Quelle plaisanterie ! Je sais mieux que quiconque à quel point Leng Baichun tient à cet enfant. Sans lui, elle ne serait probablement plus de ce monde. Il vaudrait mieux la laisser mourir que de la laisser mourir dans le ventre de sa mère.

Le chef me tapota de nouveau l'épaule, m'invitant à me calmer. « Ne vous précipitez pas. Cette affaire ne nous appartient pas. Nous devrions d'abord consulter Mlle Leng. »

Un petit feu brûlait en moi, et j'ai repoussé sa main et j'ai dit au médecin : « Ne lui posez pas de questions, vous devez sauver la mère et l'enfant. »

Le médecin, l'air soucieux, rangea sa boîte à médicaments, s'inclina et dit : « Je suis désolé d'être incompétent, jeune fille, vous feriez mieux de trouver quelqu'un d'autre. » Puis il se retourna et partit avec un air arrogant.

Je n'ai pas pu me retenir plus longtemps. Je lui ai barré le passage avec mon bras, les dents serrées, et j'ai dit : « Sais-tu qui je suis ? » J'ai souri d'un air mauvais : « Je suis Su Xie, la redoutable criminelle du monde des arts martiaux, connue pour ses viols, ses enlèvements et sa cruauté sans bornes. Sauveras-tu cette personne ou non ? »

Le médecin était tellement effrayé par moi qu'il recula de plusieurs pas et se tourna vers le chef avec inquiétude.

Le chef esquissa un sourire et s'avança pour me prendre à part, en disant : « Bon, regarde comme tu as effrayé le docteur. Je pense qu'il fera de son mieux pour le sauver… » Je levai les yeux vers le docteur et souris : « N'est-ce pas, Docteur ? »

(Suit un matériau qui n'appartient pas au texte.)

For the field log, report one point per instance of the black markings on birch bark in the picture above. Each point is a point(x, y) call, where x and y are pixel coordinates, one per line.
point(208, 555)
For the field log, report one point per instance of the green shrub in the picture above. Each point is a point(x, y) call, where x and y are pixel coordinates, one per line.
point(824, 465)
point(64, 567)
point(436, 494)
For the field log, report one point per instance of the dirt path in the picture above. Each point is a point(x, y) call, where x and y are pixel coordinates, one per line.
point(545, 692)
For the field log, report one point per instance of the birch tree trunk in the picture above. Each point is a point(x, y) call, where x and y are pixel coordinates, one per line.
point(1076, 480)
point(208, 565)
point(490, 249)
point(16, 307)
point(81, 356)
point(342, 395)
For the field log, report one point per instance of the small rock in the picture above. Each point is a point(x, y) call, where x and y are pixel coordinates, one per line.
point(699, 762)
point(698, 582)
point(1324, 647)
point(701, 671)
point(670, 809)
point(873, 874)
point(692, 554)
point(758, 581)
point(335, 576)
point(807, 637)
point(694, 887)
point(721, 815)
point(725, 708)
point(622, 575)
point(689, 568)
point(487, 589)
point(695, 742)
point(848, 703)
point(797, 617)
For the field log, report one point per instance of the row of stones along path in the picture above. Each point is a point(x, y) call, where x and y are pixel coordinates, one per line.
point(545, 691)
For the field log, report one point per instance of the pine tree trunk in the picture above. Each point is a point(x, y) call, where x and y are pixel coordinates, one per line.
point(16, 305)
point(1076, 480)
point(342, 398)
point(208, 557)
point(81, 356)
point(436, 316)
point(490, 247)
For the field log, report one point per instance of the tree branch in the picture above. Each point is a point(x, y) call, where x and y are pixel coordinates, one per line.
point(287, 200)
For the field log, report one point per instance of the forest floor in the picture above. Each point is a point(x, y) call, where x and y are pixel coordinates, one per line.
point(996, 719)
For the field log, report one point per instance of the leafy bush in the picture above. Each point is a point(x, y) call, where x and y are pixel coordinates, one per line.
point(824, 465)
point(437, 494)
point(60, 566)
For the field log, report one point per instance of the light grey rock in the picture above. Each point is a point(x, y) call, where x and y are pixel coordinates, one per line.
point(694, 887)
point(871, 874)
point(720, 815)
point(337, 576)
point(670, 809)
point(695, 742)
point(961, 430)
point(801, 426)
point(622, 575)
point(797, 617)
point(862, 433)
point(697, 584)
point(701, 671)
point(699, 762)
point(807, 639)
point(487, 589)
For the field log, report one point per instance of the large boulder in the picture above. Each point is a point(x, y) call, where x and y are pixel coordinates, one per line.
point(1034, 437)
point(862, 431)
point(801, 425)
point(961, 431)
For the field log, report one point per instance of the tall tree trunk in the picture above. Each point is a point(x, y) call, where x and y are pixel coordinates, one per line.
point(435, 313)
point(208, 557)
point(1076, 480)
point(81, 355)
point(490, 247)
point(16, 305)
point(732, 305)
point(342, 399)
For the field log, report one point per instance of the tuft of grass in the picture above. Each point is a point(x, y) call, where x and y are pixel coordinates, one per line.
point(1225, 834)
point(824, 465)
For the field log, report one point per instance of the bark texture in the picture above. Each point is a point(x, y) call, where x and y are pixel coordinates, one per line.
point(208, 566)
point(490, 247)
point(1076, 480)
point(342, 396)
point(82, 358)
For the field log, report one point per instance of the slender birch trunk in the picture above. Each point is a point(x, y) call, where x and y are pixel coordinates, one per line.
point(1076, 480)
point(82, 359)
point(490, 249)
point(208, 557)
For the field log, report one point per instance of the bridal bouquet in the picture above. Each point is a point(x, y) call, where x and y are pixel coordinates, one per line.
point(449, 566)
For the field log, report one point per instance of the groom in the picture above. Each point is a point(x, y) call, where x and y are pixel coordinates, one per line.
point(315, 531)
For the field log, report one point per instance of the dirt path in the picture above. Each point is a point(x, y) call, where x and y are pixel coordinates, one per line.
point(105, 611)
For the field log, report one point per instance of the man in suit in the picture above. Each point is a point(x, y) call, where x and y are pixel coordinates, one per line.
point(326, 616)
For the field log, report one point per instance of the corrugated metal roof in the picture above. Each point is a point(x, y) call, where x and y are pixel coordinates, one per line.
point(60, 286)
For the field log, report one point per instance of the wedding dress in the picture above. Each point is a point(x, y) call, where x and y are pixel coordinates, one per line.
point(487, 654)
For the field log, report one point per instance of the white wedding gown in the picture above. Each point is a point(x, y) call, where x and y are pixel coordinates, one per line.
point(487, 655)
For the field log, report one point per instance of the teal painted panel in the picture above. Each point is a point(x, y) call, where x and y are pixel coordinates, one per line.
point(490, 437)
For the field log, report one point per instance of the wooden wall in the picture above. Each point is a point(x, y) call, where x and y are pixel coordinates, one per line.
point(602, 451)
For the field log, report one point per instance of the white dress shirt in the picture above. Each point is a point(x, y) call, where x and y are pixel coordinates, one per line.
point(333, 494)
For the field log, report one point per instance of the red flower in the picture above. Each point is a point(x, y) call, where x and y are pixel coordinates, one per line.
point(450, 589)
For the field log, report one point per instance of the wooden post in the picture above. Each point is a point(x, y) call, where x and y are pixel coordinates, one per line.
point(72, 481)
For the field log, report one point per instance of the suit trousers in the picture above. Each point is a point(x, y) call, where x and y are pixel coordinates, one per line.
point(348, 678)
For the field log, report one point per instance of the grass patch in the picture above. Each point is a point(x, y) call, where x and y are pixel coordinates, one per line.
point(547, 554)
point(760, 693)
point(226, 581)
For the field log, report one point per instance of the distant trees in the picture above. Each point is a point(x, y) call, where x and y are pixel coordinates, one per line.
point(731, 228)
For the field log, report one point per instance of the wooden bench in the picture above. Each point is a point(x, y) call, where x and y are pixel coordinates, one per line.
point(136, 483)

Le médecin nous a examinés, le chef et moi, de gauche à droite, puis a finalement soupiré en disant : « Je vais vous prescrire des médicaments pour faciliter le déroulement de la grossesse et réguler votre organisme, et j'espère que cela fonctionnera. »

Les gens sont comme ça, ils persécutent les faibles et craignent les forts, ce qui me pousse à mal agir. J'ai remis mes vêtements en place et j'ai dit : « Très bien, je vous accompagne chercher les médicaments. » À peine me retournais-je que je suis tombé nez à nez avec le chef de l'alliance.

« Faites attention. » Le chef tendit la main pour m'aider à me relever. Son regard clair et doux me fit sursauter. Je me dégageai rapidement et discrètement. Sa main se figea un instant, puis il la retira et dit d'une voix calme : « Restez auprès de Mlle Leng. Je vais chercher les médicaments. »

J'ai esquissé un sourire et l'ai remercié en disant : « Alors je vais devoir vous déranger, chef de l'Alliance. »

Il ouvrit la bouche comme pour dire quelque chose, mais ne prononça aucun mot. Son regard parcourut l'assiette de pâtisseries aux noix que je venais de terminer, un léger sourire se dessina sur ses lèvres, puis il se retourna et partit avec le médecin.